A girdle of brushwood and thorn encloses The steep square slope of the blossomless bed Where the weeds that grew green from the graves of its roses Now lie dead.
The fields fall southward, abrupt and broken, To the low last edge of the long lone land. If a step should sound or a word be spoken, Would a ghost not rise at the strange guest's hand? So long have the grey bare walks lain guestless, Through branches and briars if a man make way, He shall find no life but the sea-wind's, restless Night and day.
The dense hard passage is blind and stifled That crawls by a track none turn to climb To the strait waste place that the years have rifled Of all but the thorns that are touched not of time. The thorns he spares when the rose is taken; The rocks are left when he wastes the plain. The wind that wanders, the weeds wind-shaken, These remain. Not a flower to be pressed of the foot that falls not; As the heart of a dead man the seed-plots are dry; From the thicket of thorns whence the nightingale calls not, Could she call, there were never a rose to reply.
Over the meadows that blossom and wither Rings but the note of a sea-bird's song; Only the sun and the rain come hither All year long. The sun burns sere and the rain dishevels One gaunt bleak blossom of scentless breath. Only the wind here hovers and revels In a round where life seems barren as death.

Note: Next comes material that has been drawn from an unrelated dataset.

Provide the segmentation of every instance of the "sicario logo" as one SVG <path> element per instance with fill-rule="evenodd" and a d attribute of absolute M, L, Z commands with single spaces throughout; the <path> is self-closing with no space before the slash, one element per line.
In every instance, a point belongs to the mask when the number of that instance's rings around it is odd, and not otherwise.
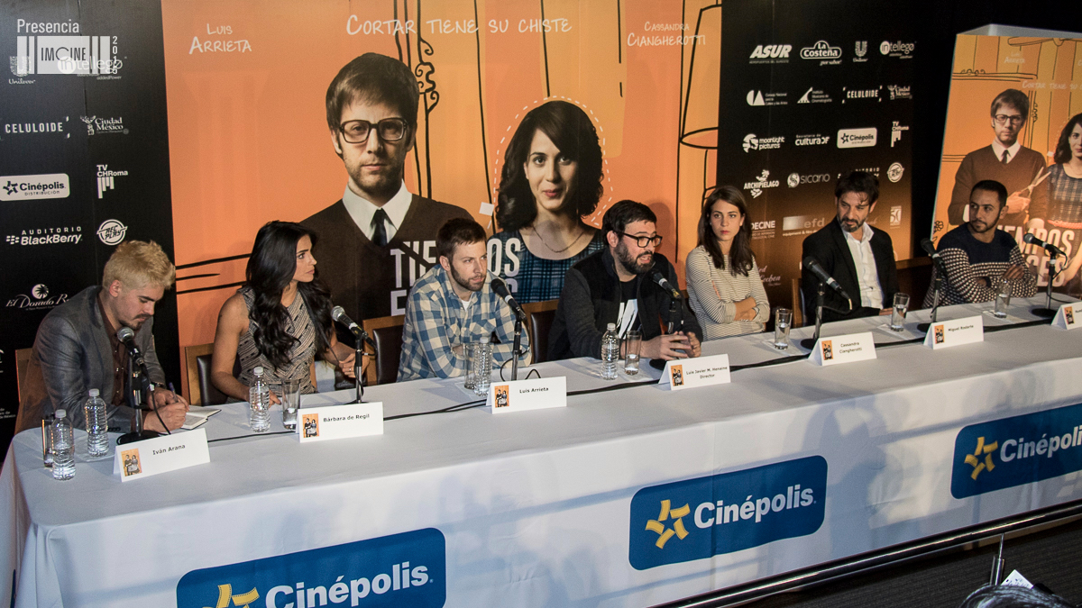
<path fill-rule="evenodd" d="M 956 499 L 1082 471 L 1082 404 L 973 424 L 954 439 Z"/>
<path fill-rule="evenodd" d="M 631 499 L 628 559 L 646 570 L 815 533 L 826 491 L 819 455 L 643 488 Z"/>
<path fill-rule="evenodd" d="M 379 539 L 193 570 L 177 608 L 439 607 L 447 600 L 446 541 L 425 528 Z"/>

Here there was laughing of old, there was weeping, Haply, of lovers none ever will know, Whose eyes went seaward a hundred sleeping Years ago. Heart handfast in heart as they stood, "Look thither," Did he whisper? Or they loved their life through, and then went whither? And were one to the end—but what end who knows? Love deep as the sea as a rose must wither, As the rose-red seaweed that mocks the rose. Shall the dead take thought for the dead to love them?
What love was ever as deep as a grave? They are loveless now as the grass above them Or the wave.